AGILE’s lead investigators say this makes it a “proof of confidence engine” helping research move swiftly on to larger scale studies when promising candidates emerge. 

Saye Khoo Professor Saye Khoo

“In the ongoing COVID-19 pandemic, we need to find innovative ways to identify safe and effective treatments as soon as possible,” said Professor Saye Khoo, chief investigator on AGILE at the University of Liverpool. 

He said the approach allows compounds with limited potential to be rejected swiftly and helps zero in on those sought-after ‘game changers’. 

 “Seeing the launch of this new platform to test brand new COVID-19 treatments is truly exciting given the impact that any effective treatment could have on the pandemic and restarting society. We are optimistic that AGILE will accelerate the development of treatments for COVID-19, and also prepare us to respond quicker to future pandemics.”  

The study was set up to test multiple potential therapeutics, and EIDD-2801 has been selected to be the first oral anti-viral to be studied in the platform. 

Headquartered in Miami, FLA, Ridgeback focuses on orphan and infectious diseases, and its lead candidate EIDD-2801 is an oral ribonucleoside analog, the same class of therapies as Gilead Sciences, Inc.’s remdesivir. 

Shortly after the rapid Phase I trial was completed, Ridgeback unveiled a development and licensing deal with Merck, as part of the big pharma company’s strategy to target COVID-19. (Also see "Latecomer Merck Enters Coronavirus Vaccine Field With Themis Acquisition" - Scrip, 26 May, 2020.)

Wendy Holman, co-founder and CEO of Ridgeback said she was very pleased to work with the AGILE team and looked ahead to the drug’s continued development. 

“It was a tremendous trans-continental effort to bring EIDD-2801 into a Phase II efficacy protocol to benefit COVID-19 patients in the UK immediately following Phase I. Ridgeback is especially appreciative of the rapid and intensive input and guidance from the UK’s Medicines and Healthcare products Regulatory Agency (MHRA) throughout this process.” 

The AGILE success is part of a wave of adaptive trials launched globally in response to the challenge of COVID-19. Perhaps most notable among these is another UK trial, RECOVERY, led by the University of Oxford.  (Also see "Coronavirus Update: Will Dexamethasone Breakthrough Make Remdesivir Irrelevant?" - Scrip, 17 Jun, 2020.)  

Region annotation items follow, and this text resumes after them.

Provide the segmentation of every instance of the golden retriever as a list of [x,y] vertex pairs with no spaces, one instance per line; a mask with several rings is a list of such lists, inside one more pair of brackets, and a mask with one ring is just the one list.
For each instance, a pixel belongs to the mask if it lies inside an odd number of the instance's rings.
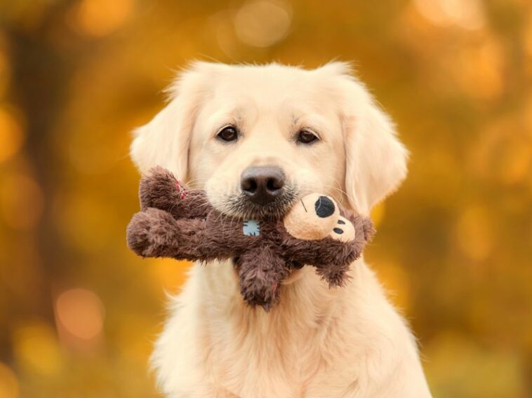
[[[159,165],[206,189],[225,213],[281,214],[319,191],[367,214],[406,174],[393,124],[345,63],[198,62],[168,94],[135,130],[132,158],[141,172]],[[266,313],[243,302],[232,261],[195,264],[152,355],[162,392],[430,397],[415,341],[373,273],[361,259],[350,275],[331,289],[311,267],[294,270]]]

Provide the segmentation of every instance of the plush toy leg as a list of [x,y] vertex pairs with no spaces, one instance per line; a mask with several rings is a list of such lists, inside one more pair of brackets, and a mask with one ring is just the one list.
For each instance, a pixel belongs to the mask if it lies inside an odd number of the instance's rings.
[[281,282],[288,276],[285,261],[272,248],[263,247],[244,253],[236,266],[244,299],[269,310],[279,300]]

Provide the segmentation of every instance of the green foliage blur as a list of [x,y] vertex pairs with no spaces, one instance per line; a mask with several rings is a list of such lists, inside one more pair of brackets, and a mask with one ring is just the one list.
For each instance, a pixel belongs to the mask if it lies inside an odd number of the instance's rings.
[[434,396],[532,396],[531,2],[0,0],[0,397],[157,396],[188,266],[127,249],[128,147],[194,59],[354,61],[411,151],[366,259]]

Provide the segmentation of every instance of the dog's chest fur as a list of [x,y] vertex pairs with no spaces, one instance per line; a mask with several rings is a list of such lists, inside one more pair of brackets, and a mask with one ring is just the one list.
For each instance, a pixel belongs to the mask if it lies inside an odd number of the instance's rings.
[[364,267],[354,270],[358,280],[333,290],[305,267],[266,313],[243,303],[230,263],[195,266],[152,358],[163,390],[243,398],[376,393],[404,352],[417,360],[415,348],[383,296],[383,306],[375,297],[371,310],[361,306],[378,287],[364,264],[354,266]]

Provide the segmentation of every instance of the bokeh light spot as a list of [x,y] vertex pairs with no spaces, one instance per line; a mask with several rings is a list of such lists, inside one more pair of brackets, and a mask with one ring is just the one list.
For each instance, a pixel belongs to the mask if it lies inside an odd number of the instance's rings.
[[415,0],[420,13],[434,25],[455,25],[478,29],[485,23],[482,4],[479,0]]
[[[1,57],[0,68],[1,64]],[[0,108],[0,163],[9,159],[20,149],[24,138],[22,127],[15,118],[5,109]]]
[[270,47],[288,34],[291,20],[289,8],[280,1],[253,0],[239,9],[234,17],[238,38],[253,47]]
[[36,181],[24,174],[0,180],[0,216],[11,228],[29,230],[43,212],[44,197]]
[[131,0],[82,0],[69,17],[74,27],[90,36],[109,34],[121,26],[131,15]]
[[103,329],[104,306],[94,292],[72,289],[55,301],[55,313],[61,326],[75,337],[91,340]]

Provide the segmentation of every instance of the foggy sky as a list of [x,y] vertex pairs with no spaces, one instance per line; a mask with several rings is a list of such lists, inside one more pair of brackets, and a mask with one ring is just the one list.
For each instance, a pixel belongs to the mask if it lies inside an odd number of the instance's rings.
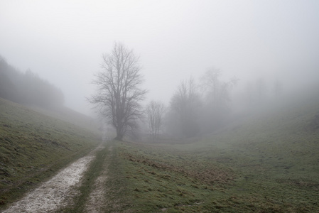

The RECOVERY trial investigators have won plaudits for the rapid design and recruitment and generation of results, which include demonstrating that hydroxychloroquine and AbbVie’s Kaletra (lopinavir/ritonavir) are not effective against the coronavirus, while also showing that dexamethasone has a significant mortality benefit in hospitalized patients with severe COVID-19 infections.  

However AGILE’s leaders said their approach differed to RECOVERY in that instead of investigating existing drugs repurposed against COVID-19, AGILE targets entirely new candidates. 

The AGILE approach 

• Drugs that are accepted for the trial are dosed in a small group of six patients.  

• After one week, another group of six patients are dosed and this is repeated. This allows the most effective dose to be found.  

• Successful drugs will move to a seamless Phase I/IIa trial that will test in larger groups. These will be used as a “proof of confidence” that the drug is both safe and has a significant biological impact.  

• Safe and potentially highly effective treatments will be referred to partners for Phase III clinical trials. 

UK Regulator's Role

Also playing a vital role in accelerating progress in the study was the US Food and Drug Administration, Ridgeback’s contract research organization Covance and the MHRA. 

Siu Ping Lam, director of licensing, at the MHRA commented: “Patient safety is our highest priority. We approved this trial, as it not only innovates in the early clinical trial process, which is crucial in the current pandemic, but it is also robust and safe, providing opportunities for more rapid progress towards suitable treatment options. We are delighted that such a platform, designed by UK clinicians and scientists, has the potential to change the future of clinical trials and global healthcare for the better.”   

Please note: this article was amended to correct inaccurate references to Ridgeback working with AGILE in Phase I, rather than Phase II, as is the case.